Pechanga Resort Casino has added a big hotel wing and a parking garage, replacing the ground-level outdoor lot it used to have. You drive in to the south side to enter the building and drive out the north side to leave. For some reason, this seems to greatly confuse most visitors. The parking spaces have little electronic lights above them. When the space is filled, the gizmo knows and turns the light red; when a space is empty, it turns to green. So you can drive along and quickly spot where the next parking space is. Whether a supersized pickup can fit in it is another question.
They even put in a moving walkway on the ground level so when people exit the parking lot, they sort of glide into the casino.
They are also building some shops to the south of the parking area. Maybe hoping for "Pechanga Outlet Stores" like Viejas Casino has. All the California Indian casinos are expanding like crazy these days.

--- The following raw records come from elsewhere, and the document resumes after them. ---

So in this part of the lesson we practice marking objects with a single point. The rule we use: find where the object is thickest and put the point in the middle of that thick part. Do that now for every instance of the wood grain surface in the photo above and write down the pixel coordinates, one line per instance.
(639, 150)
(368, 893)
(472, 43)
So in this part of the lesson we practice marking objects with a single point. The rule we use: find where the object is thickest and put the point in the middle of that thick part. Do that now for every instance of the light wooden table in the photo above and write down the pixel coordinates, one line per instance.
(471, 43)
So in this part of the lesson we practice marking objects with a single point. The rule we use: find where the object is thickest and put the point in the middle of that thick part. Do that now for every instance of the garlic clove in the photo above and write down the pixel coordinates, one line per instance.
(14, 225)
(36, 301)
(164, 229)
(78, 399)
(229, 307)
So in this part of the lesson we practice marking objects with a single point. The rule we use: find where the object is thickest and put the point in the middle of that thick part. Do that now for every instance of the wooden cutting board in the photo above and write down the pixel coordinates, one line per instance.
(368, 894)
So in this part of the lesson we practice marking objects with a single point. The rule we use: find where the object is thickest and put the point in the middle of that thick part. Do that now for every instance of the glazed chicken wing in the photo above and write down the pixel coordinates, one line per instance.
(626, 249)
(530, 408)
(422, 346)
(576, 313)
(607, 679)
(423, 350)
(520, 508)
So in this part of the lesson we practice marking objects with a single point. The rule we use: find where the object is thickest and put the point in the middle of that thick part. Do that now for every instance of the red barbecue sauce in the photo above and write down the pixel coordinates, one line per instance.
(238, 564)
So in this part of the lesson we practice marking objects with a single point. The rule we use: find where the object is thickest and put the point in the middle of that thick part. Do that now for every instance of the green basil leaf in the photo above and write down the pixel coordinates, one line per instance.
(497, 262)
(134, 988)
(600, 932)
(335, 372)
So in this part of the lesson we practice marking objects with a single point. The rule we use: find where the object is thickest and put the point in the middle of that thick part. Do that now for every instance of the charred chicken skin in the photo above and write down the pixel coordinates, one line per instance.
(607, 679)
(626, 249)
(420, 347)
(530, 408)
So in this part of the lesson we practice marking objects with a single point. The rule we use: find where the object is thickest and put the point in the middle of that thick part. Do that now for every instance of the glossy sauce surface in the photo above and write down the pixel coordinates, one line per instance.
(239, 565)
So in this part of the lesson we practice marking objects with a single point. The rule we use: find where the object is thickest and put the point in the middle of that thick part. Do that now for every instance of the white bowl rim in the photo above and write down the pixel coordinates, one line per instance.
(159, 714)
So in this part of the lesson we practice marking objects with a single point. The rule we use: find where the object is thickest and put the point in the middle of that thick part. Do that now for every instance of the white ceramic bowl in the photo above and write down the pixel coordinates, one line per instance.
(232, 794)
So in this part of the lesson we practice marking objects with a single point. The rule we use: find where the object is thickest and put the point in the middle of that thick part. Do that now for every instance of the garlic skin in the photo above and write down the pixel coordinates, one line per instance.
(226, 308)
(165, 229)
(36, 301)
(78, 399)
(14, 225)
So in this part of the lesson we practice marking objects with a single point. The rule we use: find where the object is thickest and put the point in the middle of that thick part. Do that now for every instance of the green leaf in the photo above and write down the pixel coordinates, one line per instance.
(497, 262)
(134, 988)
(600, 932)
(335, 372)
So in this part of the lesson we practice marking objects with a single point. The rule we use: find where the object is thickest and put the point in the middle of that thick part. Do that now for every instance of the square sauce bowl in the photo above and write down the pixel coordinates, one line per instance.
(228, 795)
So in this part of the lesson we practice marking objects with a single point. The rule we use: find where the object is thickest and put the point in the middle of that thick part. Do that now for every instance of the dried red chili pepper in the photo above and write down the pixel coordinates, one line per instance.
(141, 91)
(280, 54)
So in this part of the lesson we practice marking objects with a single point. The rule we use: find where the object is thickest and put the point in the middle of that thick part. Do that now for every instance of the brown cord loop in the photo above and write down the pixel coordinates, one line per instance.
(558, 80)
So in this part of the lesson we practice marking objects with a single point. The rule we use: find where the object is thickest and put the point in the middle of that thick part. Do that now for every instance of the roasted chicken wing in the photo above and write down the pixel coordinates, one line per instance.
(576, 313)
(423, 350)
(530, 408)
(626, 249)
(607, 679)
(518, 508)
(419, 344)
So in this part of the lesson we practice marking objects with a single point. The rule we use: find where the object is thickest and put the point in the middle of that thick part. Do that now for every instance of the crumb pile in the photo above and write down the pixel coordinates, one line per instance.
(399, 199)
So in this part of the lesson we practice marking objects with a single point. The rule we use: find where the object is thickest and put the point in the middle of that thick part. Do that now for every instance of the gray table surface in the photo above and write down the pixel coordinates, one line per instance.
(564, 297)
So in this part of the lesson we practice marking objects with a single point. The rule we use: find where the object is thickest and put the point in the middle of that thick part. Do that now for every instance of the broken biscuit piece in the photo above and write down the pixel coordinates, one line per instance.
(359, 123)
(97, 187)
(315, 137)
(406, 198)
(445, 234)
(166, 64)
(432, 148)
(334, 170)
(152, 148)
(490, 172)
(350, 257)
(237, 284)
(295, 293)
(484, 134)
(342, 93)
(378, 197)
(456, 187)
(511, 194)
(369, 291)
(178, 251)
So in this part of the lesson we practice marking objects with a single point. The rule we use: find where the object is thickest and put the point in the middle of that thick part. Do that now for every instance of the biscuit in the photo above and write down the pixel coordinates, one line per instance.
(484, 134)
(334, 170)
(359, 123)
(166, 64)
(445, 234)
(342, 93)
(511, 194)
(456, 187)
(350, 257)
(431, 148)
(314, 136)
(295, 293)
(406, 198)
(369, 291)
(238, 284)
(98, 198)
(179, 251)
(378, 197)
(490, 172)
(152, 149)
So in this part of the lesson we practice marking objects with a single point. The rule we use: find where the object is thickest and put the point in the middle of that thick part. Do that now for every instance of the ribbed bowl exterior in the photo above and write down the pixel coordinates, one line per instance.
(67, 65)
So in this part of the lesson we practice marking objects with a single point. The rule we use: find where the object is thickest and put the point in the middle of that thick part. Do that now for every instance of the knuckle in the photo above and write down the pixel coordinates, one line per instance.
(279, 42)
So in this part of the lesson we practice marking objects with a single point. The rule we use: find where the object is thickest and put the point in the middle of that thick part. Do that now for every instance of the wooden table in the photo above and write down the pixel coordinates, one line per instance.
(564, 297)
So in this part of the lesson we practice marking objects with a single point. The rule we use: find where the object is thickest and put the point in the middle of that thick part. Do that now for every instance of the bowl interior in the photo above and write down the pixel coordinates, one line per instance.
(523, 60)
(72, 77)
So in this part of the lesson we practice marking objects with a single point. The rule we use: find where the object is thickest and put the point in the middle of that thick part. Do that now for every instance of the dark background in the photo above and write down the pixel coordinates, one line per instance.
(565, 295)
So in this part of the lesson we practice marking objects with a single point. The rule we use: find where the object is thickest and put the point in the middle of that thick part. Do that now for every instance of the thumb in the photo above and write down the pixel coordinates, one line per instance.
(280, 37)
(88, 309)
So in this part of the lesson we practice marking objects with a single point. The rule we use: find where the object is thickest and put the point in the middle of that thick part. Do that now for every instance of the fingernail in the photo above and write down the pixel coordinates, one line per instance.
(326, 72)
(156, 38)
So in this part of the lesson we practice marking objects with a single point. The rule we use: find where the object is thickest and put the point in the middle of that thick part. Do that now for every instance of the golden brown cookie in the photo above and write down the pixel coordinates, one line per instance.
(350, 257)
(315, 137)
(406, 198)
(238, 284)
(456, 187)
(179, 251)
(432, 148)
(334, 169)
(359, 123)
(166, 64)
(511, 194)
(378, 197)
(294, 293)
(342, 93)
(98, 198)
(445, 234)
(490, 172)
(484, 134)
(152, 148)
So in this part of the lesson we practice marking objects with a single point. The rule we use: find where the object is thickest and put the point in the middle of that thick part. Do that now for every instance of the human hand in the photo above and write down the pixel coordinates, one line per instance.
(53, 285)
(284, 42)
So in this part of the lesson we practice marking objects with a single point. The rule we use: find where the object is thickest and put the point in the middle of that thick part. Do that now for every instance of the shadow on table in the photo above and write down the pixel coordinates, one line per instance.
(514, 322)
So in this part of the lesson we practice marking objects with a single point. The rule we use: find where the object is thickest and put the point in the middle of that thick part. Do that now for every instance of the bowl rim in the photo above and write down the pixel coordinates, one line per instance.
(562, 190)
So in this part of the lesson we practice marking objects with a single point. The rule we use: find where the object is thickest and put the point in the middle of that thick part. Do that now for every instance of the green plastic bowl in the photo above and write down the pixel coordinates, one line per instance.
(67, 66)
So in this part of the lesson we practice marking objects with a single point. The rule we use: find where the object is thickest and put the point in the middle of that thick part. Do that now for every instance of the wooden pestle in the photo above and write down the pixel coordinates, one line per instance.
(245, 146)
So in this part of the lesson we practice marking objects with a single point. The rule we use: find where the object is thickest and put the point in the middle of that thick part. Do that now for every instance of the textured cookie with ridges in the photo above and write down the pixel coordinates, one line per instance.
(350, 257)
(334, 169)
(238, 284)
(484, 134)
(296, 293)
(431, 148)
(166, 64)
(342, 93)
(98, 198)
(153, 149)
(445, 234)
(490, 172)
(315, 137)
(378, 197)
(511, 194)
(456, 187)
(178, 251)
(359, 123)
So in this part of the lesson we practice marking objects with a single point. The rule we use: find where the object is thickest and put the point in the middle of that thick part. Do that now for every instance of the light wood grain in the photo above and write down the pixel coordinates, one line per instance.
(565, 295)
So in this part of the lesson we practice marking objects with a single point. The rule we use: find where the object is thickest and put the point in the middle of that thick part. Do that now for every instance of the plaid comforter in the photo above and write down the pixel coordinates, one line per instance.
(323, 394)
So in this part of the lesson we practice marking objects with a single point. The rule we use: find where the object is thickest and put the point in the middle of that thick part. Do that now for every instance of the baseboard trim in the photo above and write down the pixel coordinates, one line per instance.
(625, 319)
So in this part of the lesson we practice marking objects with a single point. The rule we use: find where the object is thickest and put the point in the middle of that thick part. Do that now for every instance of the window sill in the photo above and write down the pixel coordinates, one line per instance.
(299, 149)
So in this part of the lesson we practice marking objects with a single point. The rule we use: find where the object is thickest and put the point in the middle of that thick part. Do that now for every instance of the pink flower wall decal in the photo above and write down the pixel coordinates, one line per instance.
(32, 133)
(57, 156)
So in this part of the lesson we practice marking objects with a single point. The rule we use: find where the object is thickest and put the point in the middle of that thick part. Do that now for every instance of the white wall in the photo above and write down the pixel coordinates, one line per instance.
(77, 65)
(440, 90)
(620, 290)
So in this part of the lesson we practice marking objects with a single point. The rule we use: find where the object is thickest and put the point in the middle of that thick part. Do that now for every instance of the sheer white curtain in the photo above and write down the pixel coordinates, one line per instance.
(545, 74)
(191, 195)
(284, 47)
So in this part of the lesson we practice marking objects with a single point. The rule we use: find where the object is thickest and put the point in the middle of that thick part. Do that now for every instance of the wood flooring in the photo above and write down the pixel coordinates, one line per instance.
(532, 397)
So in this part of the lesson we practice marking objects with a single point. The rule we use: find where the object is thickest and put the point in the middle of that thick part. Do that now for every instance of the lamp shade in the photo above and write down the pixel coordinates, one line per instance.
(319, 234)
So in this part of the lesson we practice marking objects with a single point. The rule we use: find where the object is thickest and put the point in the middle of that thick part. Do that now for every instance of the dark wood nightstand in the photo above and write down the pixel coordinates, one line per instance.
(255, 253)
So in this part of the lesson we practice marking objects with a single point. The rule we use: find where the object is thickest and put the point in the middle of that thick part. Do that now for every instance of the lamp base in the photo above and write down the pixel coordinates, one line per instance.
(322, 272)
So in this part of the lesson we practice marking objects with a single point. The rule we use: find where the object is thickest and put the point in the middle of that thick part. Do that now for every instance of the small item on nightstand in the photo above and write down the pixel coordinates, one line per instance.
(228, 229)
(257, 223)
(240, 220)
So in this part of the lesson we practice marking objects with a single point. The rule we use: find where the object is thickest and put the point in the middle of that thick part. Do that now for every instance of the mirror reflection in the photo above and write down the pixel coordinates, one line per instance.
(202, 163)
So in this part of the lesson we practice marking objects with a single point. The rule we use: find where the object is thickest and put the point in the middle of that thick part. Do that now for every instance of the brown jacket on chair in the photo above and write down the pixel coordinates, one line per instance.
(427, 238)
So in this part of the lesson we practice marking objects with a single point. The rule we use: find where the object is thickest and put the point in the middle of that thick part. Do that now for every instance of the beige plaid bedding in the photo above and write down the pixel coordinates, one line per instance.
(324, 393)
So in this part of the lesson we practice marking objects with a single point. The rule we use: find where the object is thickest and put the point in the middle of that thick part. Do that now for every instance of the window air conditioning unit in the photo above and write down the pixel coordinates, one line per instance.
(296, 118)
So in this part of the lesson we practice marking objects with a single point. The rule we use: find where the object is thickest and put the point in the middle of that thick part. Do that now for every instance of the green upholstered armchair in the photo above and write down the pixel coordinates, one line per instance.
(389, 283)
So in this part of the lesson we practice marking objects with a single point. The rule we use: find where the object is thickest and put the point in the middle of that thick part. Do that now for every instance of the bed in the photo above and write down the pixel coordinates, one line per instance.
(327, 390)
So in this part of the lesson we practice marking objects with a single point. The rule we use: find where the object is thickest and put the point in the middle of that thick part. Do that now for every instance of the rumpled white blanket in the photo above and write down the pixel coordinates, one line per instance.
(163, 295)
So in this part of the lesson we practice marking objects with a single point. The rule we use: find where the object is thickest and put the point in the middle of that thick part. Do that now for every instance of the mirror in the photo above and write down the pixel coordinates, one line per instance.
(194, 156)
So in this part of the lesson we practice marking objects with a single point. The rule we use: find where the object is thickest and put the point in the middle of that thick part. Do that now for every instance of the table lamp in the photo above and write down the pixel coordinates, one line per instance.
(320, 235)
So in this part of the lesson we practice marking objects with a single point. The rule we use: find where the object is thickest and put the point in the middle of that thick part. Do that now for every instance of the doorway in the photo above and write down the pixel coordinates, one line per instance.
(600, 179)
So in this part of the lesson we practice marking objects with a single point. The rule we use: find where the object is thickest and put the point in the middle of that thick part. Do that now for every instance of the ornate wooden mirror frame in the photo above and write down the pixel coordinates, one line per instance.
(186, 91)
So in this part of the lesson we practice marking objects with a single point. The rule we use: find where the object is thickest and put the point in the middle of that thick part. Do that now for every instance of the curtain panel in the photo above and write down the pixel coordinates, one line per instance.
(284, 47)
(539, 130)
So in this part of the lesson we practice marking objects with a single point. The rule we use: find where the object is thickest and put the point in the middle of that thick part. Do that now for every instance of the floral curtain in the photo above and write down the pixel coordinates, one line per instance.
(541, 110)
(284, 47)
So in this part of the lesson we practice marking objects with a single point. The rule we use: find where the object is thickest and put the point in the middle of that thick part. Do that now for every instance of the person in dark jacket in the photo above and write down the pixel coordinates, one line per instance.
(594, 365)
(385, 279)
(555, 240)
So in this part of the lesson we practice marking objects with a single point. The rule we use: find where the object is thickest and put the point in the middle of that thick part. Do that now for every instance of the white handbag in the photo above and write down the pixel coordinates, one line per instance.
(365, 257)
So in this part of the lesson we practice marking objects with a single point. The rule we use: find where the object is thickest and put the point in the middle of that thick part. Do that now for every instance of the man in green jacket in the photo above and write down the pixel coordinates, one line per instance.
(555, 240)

Now along with these improvements, Pechanga "rebranded" with a new logo, a P with feather vanes at the end. This logo is on everything: slot cards, napkins, door mats, etc. Thus I had "advance knowledge" that new chips with that logo would eventually have to be put on the tables, too. "The science of discovering new chips."
The $100 and $25 chips with the new P design had been put on the tables several months ago. But despite my visiting the casino several times after that, no changeover for the lower denominations. Last weekend, I again glided into the casino to see if my chip-finding luck might change . . . and it did! New issues spotted at once.
I sidled up to a blackjack table where the dealer was opening with some new decks and waited patiently while she shuffled, separated into six stacks, moved them and shuffled them again, and handed the red card to a player also seated. He seemed perplexed so I said, "You're allowed to cut the deck." So he half-heartedly stuck the red card in there. Finally the cards went into the shoe, the dealer collected his money and my $60 as well. She handed over a stack of red fives, plus ten ones. I thanked her and walked away with them. Now both the dealer and the player were perplexed, but I was a happy dude. (I'm sure the player was thinking, "Gee, I never saw anyone win at blackjack that way before.")
Next, a ride up the escalator to the second-floor Poker Room - to see if new $2 chips had also come out. They hadn't, and the Poker Cashier informed me that they no longer sell $2 chips. No matter, I bought another stack of new chips, because - you can never have too much of a new issue, right?
And with that I glided back out to my truck. A fun casino visit indeed, the best kind of harvesting.